King’s Commendation for Brave Conduct London Gazette 12 October 1943.

Edmund James Rogers was born in Swansea in June 1920 and first went to sea as a Galley Boy aged 15 years. A qualified Ship’s Cook by the outbreak of hostilities in September 1939, he joined the tanker
British Councillor, and was similarly employed when she was mined and lost off the Humber 2 February 1940. An accompanying copy of the Chief Officer’s report states that two men remained aboard the stricken vessel, namely the Cook (Rogers) and a Steward, while Seedie’s Awards to the Merchant Navy 1939-45 lists a brace of King’s Commendations for Brave Conduct awarded on the same occasion, namely those awarded to the Chief Steward and a Second Steward.

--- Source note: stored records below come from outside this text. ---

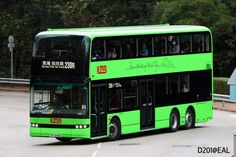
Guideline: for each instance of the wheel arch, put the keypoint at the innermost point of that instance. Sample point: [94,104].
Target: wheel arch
[193,110]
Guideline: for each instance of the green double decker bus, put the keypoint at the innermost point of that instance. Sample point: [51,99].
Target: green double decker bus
[105,82]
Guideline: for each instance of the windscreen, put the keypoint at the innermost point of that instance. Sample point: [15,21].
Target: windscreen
[59,99]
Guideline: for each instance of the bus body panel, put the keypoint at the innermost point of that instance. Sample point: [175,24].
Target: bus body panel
[133,67]
[148,66]
[59,131]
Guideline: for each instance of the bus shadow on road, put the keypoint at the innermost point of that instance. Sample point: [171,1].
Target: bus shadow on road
[122,138]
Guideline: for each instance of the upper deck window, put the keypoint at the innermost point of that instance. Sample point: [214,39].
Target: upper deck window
[125,47]
[60,46]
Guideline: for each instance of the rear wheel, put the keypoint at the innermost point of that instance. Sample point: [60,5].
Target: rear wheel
[174,121]
[114,129]
[189,119]
[64,139]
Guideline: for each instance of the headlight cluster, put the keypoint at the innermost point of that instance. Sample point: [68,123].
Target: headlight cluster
[81,126]
[34,125]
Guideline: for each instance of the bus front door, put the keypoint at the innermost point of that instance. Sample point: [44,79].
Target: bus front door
[147,108]
[98,111]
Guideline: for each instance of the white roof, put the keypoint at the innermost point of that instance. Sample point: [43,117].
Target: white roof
[125,30]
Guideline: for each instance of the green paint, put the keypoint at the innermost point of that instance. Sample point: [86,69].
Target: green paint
[49,132]
[130,121]
[65,121]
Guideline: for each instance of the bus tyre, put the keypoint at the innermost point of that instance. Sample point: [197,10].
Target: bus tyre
[114,129]
[189,119]
[174,121]
[65,139]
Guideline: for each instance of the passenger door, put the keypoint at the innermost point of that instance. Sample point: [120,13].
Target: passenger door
[98,110]
[147,108]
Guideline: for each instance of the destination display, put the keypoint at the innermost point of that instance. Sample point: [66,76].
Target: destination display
[58,65]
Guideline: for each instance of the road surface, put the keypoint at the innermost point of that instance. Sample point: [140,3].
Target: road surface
[16,142]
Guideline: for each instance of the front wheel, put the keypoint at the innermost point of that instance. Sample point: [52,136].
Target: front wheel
[189,119]
[64,139]
[114,129]
[174,121]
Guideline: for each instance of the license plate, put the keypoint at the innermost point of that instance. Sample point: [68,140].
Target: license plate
[55,135]
[55,120]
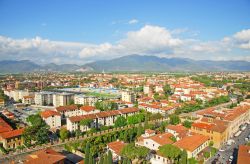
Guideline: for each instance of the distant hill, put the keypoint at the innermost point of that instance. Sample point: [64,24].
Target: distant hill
[130,63]
[153,63]
[12,66]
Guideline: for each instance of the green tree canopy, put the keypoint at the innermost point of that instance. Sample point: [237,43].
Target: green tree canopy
[120,121]
[170,151]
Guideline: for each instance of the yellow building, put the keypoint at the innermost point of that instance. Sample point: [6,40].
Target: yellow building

So Rogers’ commendation must have been the result of a later recommendation.

Meanwhile, however, he added the Royal Humane Society’s Honorary Testimonial to his accolades, the relevant certificate stating:

‘Edmund J. Rogers is justly entitled to the Honorary Testimonial of this Society inscribed on vellum, which is hereby awarded him for having on the 29 October 1940, at great personal risk, gone to the rescue of a man who was unfortunately drowned in the Royal Edward Lock at Avonmouth, and whose life he gallantly assisted in attempting to save.’

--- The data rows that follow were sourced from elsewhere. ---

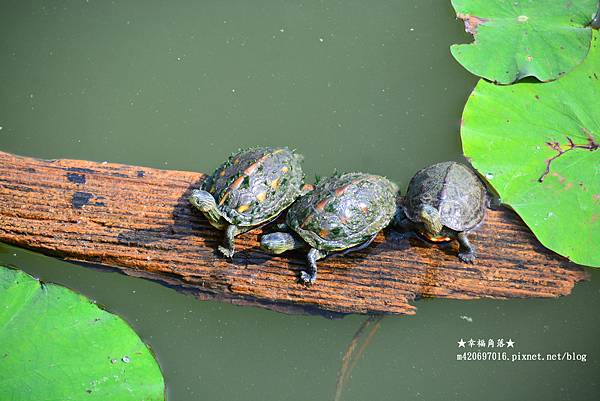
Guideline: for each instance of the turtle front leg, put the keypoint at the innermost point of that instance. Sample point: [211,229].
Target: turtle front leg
[228,247]
[466,252]
[309,277]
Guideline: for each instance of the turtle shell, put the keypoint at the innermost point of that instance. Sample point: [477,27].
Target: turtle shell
[344,211]
[453,189]
[254,185]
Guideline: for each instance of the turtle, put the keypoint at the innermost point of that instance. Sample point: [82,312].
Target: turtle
[342,213]
[443,202]
[248,190]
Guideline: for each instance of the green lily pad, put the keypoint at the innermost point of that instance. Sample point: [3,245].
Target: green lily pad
[56,344]
[515,39]
[538,146]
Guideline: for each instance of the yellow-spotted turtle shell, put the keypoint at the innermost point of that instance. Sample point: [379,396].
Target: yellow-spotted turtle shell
[344,211]
[453,189]
[254,185]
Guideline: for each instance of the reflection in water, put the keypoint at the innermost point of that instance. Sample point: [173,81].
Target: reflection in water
[350,359]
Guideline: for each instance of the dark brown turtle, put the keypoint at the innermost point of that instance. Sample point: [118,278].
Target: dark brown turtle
[342,214]
[251,188]
[443,202]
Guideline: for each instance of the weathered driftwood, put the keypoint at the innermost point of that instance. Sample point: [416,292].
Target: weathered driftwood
[138,220]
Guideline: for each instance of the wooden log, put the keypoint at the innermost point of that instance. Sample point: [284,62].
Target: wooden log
[138,220]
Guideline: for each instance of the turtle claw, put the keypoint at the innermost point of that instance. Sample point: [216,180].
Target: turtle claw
[307,278]
[467,257]
[228,253]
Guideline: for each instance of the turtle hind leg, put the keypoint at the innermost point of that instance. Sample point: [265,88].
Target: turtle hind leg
[309,277]
[228,247]
[466,252]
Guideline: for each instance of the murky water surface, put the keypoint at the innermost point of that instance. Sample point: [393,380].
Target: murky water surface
[352,85]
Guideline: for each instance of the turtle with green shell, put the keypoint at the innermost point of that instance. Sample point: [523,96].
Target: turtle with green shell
[343,213]
[249,189]
[443,202]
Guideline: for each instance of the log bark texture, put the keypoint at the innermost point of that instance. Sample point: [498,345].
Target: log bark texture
[138,220]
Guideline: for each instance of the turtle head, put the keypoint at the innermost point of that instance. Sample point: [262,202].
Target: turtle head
[430,217]
[202,200]
[276,243]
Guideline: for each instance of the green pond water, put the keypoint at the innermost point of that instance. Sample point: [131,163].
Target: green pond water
[352,85]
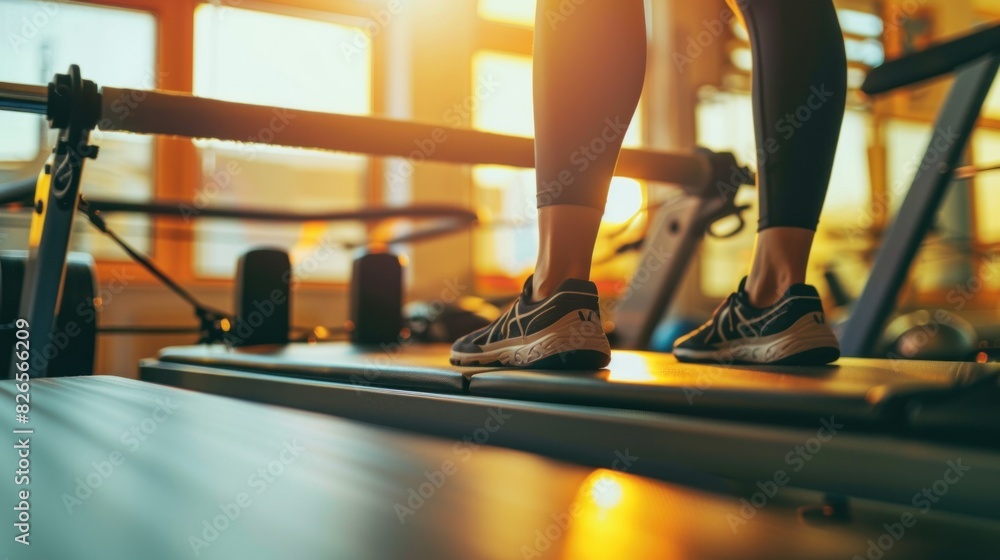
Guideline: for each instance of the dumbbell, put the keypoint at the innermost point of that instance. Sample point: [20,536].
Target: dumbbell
[263,299]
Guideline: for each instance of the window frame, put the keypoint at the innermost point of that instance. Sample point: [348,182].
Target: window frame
[175,173]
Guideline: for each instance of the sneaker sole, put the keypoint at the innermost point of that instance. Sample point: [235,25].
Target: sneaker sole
[807,342]
[568,344]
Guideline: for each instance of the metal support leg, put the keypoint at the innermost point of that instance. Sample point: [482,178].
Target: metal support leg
[916,216]
[675,235]
[74,108]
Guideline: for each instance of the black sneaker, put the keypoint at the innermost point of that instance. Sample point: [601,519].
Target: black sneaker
[792,331]
[563,331]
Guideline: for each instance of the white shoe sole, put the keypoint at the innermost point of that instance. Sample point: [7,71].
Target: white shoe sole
[569,343]
[808,338]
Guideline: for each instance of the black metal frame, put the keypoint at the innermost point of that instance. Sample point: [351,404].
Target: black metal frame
[916,216]
[675,235]
[72,105]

Rogers’ wartime appointments comprised the
British Diligence (March 1940), British Resource (June to November 1940), British Fortitude (December 1940 to May 1941), Eclipse (July to September 1941), George W. McKnight (October 1941 to March 1942), George H. Jones (March to 11 June 1942), Ocean Faith (August to December 1942), Lana H. Rone (December 1942 to March 1943), Temple Arch (July 1943 to January 1944), British Diligence (February to July 1944), British Zeal (July 1944 to January 1945), and the tanker Beaconstreet (March to June 1945).

And of the above listed ships at least one was lost to enemy action, namely the tanker S.S.
George H. Jones, when she was torpedoed by the U-455 in the North Atlantic on 11 June 1942 - Rogers was among the survivors and three of the ship’s officers were decorated or commended on the same occasion. Added to which his time aboard the Ocean Faith encompassed Arctic convoy P.Q. 18 in September 1942, when his ship was heavily engaged, fellow crew winning a D.S.M. and two “mentions”, one of the latter posthumously.

Sold with a quantity of original documentation, including King’s Commendation for Brave Conduct certificate in the name of ‘Edmund James Rogers, Cook, S.S.
British Councillor’, dated 12 October 1943; Royal Humane Society’s Honorary Testimonial certificate, dated 19 November 1940, with above cited citation; Minister of Transport forwarding slip for 1939-45 campaign medals and Central Chancery instructions regarding the King’s Commendation badges; the recipient’s Board of Trade Continuous Certificate of Discharge, covering his career from 1935 to 1953, and his Certificate of Competency as Ship’s Cook; a hand written copy of an Admiralty press release reporting on the passage of ‘a very important convoy’ which had arrived in North Russia, 3 pp., British Wireless Marine Service notepaper, as taken down in the S.S. Ocean Faith, 25 September 1942; several letter to, or from the recipient, 1940-45; assorted wartime newspaper cuttings, one stating that the recipient had been involved in a U-Boat attack following the British Councillor incident - presumably the U-455’s attack on the George H. Jones; and a fine run of career photographs (approximately 100 images).